図書館の令嬢
あの日、図書館で彼女と出会った時のことを、今でも鮮明に覚えている。
司書として働いていた僕の前に、突然現れた彼女。
真っ直ぐな瞳で、迷子になった子供のように不安そうな表情を浮かべていた。
「すみません、日本文学全集がどちらにあるかご存じですか?」
その声は、まるで上品な鈴の音のようだった。
後で知ったことだが、彼女は有名企業の令嬢で、家庭教師に勧められた本を探しに来たのだという。

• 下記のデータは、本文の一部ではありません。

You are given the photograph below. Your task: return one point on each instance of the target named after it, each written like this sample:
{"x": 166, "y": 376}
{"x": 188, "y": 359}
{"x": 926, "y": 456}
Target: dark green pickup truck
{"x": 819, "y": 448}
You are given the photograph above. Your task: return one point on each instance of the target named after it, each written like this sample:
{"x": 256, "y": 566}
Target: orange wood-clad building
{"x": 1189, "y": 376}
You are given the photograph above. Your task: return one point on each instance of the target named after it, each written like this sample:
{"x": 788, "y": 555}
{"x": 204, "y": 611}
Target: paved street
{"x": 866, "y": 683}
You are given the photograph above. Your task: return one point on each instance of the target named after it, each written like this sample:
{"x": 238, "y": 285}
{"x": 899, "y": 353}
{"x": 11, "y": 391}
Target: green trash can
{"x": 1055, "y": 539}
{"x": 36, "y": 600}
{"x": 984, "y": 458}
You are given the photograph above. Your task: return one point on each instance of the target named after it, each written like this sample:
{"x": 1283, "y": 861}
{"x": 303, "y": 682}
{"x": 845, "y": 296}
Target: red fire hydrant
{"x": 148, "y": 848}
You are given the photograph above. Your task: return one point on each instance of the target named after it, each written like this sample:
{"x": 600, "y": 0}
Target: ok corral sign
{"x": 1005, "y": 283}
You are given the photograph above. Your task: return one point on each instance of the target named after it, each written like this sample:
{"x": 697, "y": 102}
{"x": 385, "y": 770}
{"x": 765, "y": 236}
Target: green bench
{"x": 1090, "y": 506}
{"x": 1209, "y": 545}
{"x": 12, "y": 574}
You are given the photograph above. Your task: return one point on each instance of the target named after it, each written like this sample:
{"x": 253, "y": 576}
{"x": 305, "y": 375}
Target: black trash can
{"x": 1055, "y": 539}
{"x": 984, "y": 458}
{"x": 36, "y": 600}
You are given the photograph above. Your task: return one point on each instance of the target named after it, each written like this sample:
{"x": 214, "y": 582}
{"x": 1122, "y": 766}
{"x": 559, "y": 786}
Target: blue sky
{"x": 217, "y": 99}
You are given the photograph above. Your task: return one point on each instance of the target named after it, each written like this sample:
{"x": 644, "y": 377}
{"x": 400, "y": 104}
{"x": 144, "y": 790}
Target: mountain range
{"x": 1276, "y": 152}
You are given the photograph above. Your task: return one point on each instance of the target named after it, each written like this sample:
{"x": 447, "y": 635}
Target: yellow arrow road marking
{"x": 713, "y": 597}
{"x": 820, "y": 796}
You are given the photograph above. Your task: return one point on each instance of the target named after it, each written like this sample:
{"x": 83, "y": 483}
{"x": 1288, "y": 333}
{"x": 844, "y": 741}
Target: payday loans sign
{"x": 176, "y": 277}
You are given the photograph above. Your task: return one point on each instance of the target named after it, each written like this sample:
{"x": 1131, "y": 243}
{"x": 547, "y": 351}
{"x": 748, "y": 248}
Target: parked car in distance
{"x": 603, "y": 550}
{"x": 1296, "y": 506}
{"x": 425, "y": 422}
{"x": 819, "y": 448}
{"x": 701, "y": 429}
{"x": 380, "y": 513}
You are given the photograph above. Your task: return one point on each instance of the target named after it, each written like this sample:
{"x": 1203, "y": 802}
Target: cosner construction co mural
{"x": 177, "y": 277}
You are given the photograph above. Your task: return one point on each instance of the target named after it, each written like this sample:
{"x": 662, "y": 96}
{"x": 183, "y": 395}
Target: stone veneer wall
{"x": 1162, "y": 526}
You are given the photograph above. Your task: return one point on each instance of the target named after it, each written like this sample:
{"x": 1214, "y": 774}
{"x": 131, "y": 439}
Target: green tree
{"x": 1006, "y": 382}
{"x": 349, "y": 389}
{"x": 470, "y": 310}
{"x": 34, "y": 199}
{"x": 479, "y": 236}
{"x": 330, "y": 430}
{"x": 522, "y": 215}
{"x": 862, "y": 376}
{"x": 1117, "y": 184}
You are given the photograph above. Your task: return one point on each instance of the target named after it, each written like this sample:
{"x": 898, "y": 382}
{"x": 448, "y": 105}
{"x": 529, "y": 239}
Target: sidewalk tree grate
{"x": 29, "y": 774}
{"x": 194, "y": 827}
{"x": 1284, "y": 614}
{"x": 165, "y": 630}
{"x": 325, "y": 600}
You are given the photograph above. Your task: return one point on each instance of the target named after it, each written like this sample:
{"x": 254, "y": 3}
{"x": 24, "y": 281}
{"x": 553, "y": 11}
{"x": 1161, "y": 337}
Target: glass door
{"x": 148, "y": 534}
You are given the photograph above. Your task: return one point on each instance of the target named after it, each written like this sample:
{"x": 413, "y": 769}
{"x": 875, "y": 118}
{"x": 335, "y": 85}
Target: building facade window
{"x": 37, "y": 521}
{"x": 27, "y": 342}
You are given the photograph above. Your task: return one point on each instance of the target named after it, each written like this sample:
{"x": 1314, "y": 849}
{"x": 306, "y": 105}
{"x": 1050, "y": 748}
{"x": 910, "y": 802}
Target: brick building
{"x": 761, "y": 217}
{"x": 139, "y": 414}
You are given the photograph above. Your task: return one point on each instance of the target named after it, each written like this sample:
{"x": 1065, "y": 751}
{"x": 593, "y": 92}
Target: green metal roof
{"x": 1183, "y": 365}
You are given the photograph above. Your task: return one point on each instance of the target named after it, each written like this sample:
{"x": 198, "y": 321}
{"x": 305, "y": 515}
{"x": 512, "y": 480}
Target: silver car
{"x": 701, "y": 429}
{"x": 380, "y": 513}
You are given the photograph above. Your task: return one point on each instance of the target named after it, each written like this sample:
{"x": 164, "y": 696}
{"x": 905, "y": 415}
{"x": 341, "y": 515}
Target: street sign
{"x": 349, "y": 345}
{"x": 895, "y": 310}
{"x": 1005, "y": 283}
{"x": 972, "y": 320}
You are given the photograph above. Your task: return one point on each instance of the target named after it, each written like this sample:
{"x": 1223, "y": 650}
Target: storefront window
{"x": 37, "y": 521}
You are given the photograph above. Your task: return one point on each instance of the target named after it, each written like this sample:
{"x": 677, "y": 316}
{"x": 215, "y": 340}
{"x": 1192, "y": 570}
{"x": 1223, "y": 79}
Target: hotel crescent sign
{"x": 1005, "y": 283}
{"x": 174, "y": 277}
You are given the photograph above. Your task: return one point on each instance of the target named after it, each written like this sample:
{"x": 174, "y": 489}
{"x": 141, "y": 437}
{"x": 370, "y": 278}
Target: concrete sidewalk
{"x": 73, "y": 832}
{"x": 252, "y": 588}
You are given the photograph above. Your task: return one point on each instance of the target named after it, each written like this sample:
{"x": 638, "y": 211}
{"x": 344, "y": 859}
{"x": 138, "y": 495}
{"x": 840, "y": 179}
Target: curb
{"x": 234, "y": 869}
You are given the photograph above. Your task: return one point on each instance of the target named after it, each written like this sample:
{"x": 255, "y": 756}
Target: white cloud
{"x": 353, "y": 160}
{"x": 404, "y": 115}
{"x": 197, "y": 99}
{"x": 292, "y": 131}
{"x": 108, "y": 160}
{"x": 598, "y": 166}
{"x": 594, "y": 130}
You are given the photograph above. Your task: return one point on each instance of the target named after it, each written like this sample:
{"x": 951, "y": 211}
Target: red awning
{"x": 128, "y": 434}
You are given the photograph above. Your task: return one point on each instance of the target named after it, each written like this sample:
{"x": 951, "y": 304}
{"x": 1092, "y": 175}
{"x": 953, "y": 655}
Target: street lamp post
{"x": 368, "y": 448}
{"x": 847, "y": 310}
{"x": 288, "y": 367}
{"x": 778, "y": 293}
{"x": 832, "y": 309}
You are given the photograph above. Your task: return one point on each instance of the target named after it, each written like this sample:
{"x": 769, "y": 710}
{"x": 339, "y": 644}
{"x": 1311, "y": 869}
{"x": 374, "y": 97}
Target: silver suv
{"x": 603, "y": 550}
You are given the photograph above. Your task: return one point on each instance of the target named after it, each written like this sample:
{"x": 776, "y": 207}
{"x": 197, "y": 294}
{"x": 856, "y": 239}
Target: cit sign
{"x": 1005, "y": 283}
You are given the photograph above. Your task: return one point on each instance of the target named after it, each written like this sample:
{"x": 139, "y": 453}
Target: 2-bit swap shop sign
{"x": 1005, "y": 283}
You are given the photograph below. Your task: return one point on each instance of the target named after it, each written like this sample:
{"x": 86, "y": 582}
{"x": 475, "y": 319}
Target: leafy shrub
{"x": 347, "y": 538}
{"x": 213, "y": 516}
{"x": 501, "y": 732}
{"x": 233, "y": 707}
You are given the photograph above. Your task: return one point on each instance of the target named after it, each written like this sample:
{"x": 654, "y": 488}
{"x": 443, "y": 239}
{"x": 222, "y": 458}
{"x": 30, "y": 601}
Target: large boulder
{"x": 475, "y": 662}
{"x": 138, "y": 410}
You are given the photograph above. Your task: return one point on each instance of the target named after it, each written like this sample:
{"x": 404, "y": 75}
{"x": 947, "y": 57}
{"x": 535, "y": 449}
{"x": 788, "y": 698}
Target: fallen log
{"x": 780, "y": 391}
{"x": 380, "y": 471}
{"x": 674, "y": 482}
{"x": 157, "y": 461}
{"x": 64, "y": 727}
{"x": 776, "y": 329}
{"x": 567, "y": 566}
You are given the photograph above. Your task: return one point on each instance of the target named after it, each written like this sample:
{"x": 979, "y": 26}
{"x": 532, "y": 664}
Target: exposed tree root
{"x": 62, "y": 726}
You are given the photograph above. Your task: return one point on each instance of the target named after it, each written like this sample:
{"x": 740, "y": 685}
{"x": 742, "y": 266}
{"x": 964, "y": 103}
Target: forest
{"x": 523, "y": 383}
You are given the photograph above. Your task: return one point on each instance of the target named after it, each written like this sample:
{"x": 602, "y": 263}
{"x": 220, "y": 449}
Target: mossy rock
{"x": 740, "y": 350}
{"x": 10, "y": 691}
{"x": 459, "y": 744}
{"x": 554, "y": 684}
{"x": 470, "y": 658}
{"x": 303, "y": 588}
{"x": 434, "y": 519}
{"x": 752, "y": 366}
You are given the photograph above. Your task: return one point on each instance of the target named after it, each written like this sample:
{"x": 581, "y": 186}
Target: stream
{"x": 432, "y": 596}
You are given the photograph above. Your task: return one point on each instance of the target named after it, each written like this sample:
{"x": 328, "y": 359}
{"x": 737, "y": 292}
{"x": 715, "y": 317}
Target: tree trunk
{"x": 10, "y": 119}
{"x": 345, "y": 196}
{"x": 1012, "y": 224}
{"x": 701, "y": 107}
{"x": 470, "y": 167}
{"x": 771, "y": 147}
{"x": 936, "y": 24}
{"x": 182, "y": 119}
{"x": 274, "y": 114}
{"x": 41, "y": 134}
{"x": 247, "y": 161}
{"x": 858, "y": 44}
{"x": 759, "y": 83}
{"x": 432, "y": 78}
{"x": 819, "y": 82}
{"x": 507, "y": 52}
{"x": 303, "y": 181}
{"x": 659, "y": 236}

それ以来、彼女は毎週のように図書館に通うようになった。
「今日は何を読もうかしら」
「この本、素敵ですね」
「一緒に読んでみませんか? お願い……」
彼女の言葉には、いつも甘い期待と切実な思いが込められていた。
休憩室でお茶を飲む時も、本の整理を手伝ってくれる時も、彼女は常に僕の腕に触れようとしてくる。
周りの人たちは、そんな彼女を見て羨ましそうな目を向けてきた。
そして今日もまた、閉館時間が近づいてきた。
「まだ帰りたくないんです」
彼女は突然、後ろから僕を強く抱きしめてきた。
柔らかな胸が背中に押し付けられ、甘い香りが鼻をくすぐる。
「ねぇ……もう少しだけ、このままでいさせてくれませんか」
僕が優しく腕をほどこうとすると、彼女はさらに強く抱きついてきた。
温かい吐息が耳朶をなぞり、小さな震えが背筋を走る。
「お願い……私の気持ち、わかってるでしょう?」
これが、僕たちの日常となってしまった。
優しく拒絶する言葉さえ、彼女の熱い想いの前では意味をなさなかった。